Does the hon. Gentleman agree that the root of the problem is not only the EU budget, but EU functions, which were greatly increased by the Lisbon treaty? The ESC agreed this afternoon that we will examine fully the question of parliamentary sovereignty as against European functions. Does he also agree that a precondition of reducing EU functions is asserting UK sovereignty, and requiring the judiciary to give effect to Westminster legislation and to override European legislation as and when necessary?
I accept that. It is enormously helpful that the ESC, of which the hon. Gentleman is Chair, will pursue that course of action. I only hope that the Committee does not take too long.
That is very welcome indeed. Pursuing that sooner rather than later is welcome.
The point about the External Action Service is not only that it costs more money, but that it is invidious. The desire of the EU is that it should be a state and that the EAS should be an embassy. I note that the EU has just taken over enormous premises in central London. Those will be nothing other than a centre for pro-EU propaganda and an attempt to intervene directly in British politics and British political affairs in a way that we would not tolerate from any country—I almost said “any other country.” We would not allow the Austrians, the Australians, the Canadians or anybody else to have a propaganda outfit in this country that spent enormous amounts to intervene directly in British politics, yet we are prepared to allow the EU to do so. In my view, its wings ought to be clipped.

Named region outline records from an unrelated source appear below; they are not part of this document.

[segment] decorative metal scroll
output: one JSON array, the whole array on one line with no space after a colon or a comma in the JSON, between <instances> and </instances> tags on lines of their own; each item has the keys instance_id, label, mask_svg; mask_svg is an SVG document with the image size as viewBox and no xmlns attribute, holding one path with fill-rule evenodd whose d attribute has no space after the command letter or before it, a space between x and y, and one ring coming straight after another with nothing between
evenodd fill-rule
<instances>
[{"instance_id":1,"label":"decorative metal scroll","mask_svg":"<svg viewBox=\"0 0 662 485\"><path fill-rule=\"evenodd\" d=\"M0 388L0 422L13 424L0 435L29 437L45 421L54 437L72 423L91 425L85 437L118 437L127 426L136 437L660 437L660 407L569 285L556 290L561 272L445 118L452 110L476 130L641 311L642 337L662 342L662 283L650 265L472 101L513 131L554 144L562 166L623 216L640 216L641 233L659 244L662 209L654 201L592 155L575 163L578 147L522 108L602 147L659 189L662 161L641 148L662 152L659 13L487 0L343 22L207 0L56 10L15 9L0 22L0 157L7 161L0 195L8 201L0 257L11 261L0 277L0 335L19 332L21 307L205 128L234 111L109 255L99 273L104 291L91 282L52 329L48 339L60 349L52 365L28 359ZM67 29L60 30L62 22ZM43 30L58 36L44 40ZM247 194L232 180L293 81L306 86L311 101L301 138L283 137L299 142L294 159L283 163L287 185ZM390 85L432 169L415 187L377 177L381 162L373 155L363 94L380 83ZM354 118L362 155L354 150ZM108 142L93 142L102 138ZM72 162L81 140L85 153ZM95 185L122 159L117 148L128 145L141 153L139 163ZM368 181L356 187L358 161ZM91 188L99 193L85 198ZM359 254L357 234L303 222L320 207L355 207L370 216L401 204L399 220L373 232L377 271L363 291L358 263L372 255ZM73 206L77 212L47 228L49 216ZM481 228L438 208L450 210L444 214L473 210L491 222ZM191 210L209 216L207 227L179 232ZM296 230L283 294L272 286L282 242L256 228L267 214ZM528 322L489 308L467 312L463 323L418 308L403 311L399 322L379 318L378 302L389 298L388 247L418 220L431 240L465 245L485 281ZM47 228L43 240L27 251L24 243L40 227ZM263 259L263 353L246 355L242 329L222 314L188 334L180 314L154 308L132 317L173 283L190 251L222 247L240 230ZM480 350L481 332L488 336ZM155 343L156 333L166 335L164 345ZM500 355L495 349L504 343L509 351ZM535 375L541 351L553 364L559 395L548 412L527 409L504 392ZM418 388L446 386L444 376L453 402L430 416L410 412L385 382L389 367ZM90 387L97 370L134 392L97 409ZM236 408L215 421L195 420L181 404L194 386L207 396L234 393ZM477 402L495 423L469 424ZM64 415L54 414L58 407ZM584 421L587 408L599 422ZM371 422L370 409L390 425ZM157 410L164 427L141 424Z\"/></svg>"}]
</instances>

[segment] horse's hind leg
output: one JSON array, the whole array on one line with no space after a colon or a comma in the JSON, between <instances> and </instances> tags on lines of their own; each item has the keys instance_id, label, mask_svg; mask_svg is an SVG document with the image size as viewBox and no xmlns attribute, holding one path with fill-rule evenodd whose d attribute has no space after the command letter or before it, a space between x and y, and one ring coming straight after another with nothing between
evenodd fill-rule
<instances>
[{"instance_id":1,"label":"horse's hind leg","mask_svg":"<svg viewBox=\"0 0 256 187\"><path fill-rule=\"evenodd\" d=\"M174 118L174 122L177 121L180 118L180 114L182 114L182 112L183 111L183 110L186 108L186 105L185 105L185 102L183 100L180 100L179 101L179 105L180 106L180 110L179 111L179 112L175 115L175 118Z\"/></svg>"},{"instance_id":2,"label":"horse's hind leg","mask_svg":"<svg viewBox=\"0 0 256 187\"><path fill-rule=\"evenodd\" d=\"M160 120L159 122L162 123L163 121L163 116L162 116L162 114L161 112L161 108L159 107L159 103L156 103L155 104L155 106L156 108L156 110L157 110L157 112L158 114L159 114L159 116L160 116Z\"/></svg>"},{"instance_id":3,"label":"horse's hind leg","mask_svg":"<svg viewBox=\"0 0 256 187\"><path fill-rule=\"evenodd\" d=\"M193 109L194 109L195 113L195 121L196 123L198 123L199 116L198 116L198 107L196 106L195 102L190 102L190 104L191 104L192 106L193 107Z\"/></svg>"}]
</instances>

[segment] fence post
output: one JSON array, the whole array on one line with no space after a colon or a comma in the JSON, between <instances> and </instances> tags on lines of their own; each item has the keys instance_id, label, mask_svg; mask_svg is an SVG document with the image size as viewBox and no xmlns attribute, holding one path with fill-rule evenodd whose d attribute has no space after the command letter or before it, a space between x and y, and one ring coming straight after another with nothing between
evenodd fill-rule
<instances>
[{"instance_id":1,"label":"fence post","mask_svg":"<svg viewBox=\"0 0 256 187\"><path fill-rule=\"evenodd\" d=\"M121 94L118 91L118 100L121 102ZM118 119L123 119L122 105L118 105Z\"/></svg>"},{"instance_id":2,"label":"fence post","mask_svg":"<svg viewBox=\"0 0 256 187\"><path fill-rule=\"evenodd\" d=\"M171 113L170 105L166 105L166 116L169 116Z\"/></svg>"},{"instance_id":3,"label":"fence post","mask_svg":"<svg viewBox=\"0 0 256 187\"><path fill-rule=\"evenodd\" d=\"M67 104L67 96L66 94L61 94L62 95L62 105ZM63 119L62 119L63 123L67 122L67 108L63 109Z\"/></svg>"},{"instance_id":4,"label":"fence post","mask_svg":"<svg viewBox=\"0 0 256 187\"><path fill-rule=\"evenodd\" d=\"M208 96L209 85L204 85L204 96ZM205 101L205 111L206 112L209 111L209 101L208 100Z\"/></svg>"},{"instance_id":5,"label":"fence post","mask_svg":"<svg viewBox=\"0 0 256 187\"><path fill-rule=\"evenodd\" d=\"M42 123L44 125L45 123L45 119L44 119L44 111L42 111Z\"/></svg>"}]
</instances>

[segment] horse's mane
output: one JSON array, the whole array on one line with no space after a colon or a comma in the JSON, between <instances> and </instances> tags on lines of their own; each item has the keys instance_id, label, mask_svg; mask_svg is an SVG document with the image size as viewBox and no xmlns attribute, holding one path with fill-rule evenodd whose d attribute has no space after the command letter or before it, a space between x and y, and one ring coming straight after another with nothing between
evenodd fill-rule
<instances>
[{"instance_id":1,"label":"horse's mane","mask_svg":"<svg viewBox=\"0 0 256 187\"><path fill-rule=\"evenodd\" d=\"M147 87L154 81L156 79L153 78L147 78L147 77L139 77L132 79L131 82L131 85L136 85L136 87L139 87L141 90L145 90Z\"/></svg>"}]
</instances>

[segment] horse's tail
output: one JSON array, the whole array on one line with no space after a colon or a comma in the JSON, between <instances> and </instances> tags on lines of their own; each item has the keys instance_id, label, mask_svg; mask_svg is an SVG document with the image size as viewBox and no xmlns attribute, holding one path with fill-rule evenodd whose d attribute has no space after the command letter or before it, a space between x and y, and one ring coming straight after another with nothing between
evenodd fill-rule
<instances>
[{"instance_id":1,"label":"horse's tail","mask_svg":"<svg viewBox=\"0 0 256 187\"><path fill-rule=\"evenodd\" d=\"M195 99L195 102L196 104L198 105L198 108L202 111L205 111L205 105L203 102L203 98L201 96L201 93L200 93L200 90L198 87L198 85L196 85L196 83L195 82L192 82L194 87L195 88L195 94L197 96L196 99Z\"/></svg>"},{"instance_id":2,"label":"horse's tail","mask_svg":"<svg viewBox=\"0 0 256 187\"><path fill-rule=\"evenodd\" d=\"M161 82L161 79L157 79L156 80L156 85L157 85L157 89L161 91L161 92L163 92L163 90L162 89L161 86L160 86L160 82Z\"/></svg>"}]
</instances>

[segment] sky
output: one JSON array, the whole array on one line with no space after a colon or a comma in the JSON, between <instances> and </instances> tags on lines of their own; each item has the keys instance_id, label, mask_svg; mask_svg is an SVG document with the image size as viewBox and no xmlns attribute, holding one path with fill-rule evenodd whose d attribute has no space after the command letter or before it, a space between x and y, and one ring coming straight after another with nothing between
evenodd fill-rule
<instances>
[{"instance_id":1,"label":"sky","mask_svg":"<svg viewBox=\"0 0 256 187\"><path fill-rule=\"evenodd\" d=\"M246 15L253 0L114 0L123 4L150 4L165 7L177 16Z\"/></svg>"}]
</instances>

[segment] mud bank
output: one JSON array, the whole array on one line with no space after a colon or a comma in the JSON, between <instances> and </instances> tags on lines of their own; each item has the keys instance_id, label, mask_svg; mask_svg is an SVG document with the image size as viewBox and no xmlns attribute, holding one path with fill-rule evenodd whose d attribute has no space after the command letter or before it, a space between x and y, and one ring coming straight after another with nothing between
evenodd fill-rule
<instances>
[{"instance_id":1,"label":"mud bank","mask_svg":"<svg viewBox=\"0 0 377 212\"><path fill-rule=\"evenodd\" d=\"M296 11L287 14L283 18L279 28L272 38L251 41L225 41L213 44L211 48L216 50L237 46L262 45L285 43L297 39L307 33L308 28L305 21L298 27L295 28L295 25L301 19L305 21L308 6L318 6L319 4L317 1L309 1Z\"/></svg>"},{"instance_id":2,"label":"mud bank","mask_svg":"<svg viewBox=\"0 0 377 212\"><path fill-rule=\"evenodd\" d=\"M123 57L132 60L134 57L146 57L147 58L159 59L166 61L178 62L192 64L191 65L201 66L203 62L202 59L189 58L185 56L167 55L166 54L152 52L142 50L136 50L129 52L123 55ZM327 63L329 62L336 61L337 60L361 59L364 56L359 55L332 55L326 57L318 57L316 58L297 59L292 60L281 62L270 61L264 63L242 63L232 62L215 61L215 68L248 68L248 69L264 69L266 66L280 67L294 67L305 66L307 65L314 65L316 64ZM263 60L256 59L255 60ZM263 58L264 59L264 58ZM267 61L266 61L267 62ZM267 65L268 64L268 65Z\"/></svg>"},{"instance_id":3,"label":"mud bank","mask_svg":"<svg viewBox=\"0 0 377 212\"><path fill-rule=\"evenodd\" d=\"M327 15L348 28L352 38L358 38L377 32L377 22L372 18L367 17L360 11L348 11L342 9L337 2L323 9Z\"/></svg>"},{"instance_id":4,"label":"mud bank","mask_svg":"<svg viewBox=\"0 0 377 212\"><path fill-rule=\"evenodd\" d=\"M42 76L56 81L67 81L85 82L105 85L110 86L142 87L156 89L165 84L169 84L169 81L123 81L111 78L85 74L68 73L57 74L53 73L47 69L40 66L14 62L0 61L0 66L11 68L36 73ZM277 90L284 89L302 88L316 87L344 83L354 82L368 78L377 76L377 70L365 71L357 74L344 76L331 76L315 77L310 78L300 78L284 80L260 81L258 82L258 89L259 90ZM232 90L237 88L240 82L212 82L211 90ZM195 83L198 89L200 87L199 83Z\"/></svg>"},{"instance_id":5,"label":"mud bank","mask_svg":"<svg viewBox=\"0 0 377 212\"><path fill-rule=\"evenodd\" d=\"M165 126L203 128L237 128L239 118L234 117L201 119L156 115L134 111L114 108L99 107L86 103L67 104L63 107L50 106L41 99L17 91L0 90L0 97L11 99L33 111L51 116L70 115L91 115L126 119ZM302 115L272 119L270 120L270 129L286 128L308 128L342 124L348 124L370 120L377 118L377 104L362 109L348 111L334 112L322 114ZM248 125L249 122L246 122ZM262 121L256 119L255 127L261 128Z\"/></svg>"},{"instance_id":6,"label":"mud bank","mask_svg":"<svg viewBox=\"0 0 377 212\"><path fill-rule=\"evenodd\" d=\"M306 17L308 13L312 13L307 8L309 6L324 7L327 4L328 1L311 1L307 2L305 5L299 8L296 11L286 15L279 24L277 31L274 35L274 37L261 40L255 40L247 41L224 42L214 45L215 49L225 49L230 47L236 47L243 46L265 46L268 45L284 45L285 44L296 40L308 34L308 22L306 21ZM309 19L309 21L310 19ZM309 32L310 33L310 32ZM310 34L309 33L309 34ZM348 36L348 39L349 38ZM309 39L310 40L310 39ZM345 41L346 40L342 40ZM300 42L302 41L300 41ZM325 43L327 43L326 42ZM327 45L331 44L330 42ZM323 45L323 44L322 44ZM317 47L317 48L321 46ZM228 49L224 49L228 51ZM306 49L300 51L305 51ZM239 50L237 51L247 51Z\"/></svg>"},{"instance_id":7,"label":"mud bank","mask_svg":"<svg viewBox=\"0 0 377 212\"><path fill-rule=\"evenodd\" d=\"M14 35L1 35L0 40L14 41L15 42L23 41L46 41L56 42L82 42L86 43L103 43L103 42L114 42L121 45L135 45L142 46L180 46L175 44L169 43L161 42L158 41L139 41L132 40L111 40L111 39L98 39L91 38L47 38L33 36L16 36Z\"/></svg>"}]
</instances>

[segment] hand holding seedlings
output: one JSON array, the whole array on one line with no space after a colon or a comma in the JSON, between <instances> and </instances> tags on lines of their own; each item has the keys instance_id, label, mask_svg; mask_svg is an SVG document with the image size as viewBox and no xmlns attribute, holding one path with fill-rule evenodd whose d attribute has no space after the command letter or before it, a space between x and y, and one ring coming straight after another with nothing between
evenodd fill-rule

The hon. Member for Daventry (Chris Heaton-Harris), who I believe has left the Chamber, commented on the extent to which we reflect our constituents’ anxiety about EU spending. I think that he was wrong, because we do not accurately reflect those. The balance of this debate is clearly in favour of constraints on EU spending, and that reflects the balance of opinion among the public, but I fear that the vote will not reflect that because vast numbers of Conservative MPs will be driven like sheep into the Lobby to support the Government and oppose any proposal to restrict the expenditure of the EU.
I hope that we will be able to return to the discussion of a referendum. It is correct for Conservative Members to point to the Labour Government’s failure to honour their commitment to a referendum on the constitution, but I point to the Conservatives’ failure to do the same. Given that next year Europe intends to re-examine its budget and the common agricultural policy, we should start by saying that that major revision should be put to the British people in a referendum, to determine whether they are prepared to accept the new financial arrangement, which will represent—I hope—a considerable break with what has happened in the past. Of course, it may not break with the past, but it would strengthen the Government’s hand enormously if we made it clear that they were prepared to take any new financial settlement with Europe, achieved after a long period of debate, to the country for resolution.
In the meantime, I support the proposals that urge a reduction in the EU’s expenditure, and I hope that we will not discover that a majority of Conservative Members oppose those proposals.